You get these towering pyrocumulus clouds that produce thunder and lightning, but they’re actually created by heating from the fire beneath the atmosphere. And those lightning strikes can beget additional fires. There’s the very real possibility that we are under-predicting with our current models how bad things can actually get, because some of these things cascade. All of a sudden, things get far worse because a whole new set of processes enters the playing field. These are what keep us up at night as climate scientists who care about the impact of climate change.
I have people in my Twitter mentions who are basically saying it’s the drought. Australia is indeed in a historic drought. It’s devastating—it’s drier than I’ve ever seen it. And that cannot be separated from climate. Am I right on that?
We can’t isolate. We can’t just say, “Hey, it’s in drought.” People get bogged down with all this stuff and misattribute the problem: “It’s just nature behaving the way it behaves.” But that’s not true because these processes have been in operation for decades and centuries and millennia, and yet we have never witnessed the sorts of catastrophic impacts that we’re seeing right now. Yes, there is natural variability in the system that can cause Australia to be drier at some times or wetter at other times. But those natural variations are riding on a steady ramp of warming and drying. And it’s that steady ramp that’s leading us to ever more extreme drought patterns.
Politics isn’t too far away, particularly in Australia. You’ve been doing media conversations and reflecting on the political reality in Australia. What are some of your top-line thoughts on that?

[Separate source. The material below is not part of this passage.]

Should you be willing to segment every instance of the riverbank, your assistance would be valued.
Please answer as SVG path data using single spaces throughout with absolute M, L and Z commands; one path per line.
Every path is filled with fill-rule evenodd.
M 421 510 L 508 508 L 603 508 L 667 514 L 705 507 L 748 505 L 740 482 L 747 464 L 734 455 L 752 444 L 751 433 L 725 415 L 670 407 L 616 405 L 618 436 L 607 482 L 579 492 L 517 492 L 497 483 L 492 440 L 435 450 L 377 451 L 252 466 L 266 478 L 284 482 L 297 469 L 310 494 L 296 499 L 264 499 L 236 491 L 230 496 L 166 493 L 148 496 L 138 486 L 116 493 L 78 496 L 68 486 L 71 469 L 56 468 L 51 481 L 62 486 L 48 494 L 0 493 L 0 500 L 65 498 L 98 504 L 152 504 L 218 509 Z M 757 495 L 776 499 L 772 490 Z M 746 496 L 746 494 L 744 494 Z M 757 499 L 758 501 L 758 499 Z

There are parallels and differences here relative to the United States when it comes to the politics of climate change. Of course, we have a [US] president who literally denies that climate change is real. He’s dismissed it as a hoax perpetrated by the Chinese and is doing everything to dismantle all of the progress that we’ve made on climate. Here things are a little more subtle. The current prime minister, Scott Morrison, is not really a climate change denier. [He’s] not literally dismissing the reality of climate change, but dismissing its significance.
Australia has basically joined Russia and the United States under Trump and Saudi Arabia and a small number of petroleum states who stand against the will of the rest of the world. [They] literally tried to sabotage the latest international climate negotiations in Madrid. Australia under this administration is certainly not demonstrating good faith when it comes to the international efforts to act on climate. It’s different from what we have in the United States. It’s not outright denial of the science, but it’s still the same sort of basic policies of inaction.
One of the similarities to being an Australian living here in the States is the Murdoch press, which you might be seeing around you in Australia. It has such a vast publication power in Australia that I think Americans underestimate.
That’s right. With the exception of Australian Broadcast Corporation, the Sydney Morning Herald, and a small number of independent media organizations, [Murdoch] essentially owns the print and television media here in Australia.
What’s remarkable to me is how resilient the people of Australia have proven to be in light of that. There are deniers here in Australia and there are contrarians, but the person on the street seems to get it, to understand that there is a real problem and we need to do something about it. They’re demanding action, and they’ve got a government right now that refuses to engage in that action.
The real challenge is going to be channeling that concern and that outrage. You can feel it here. Australians are outraged at what’s happening, [and they must] find a way to channel that when it comes time to vote.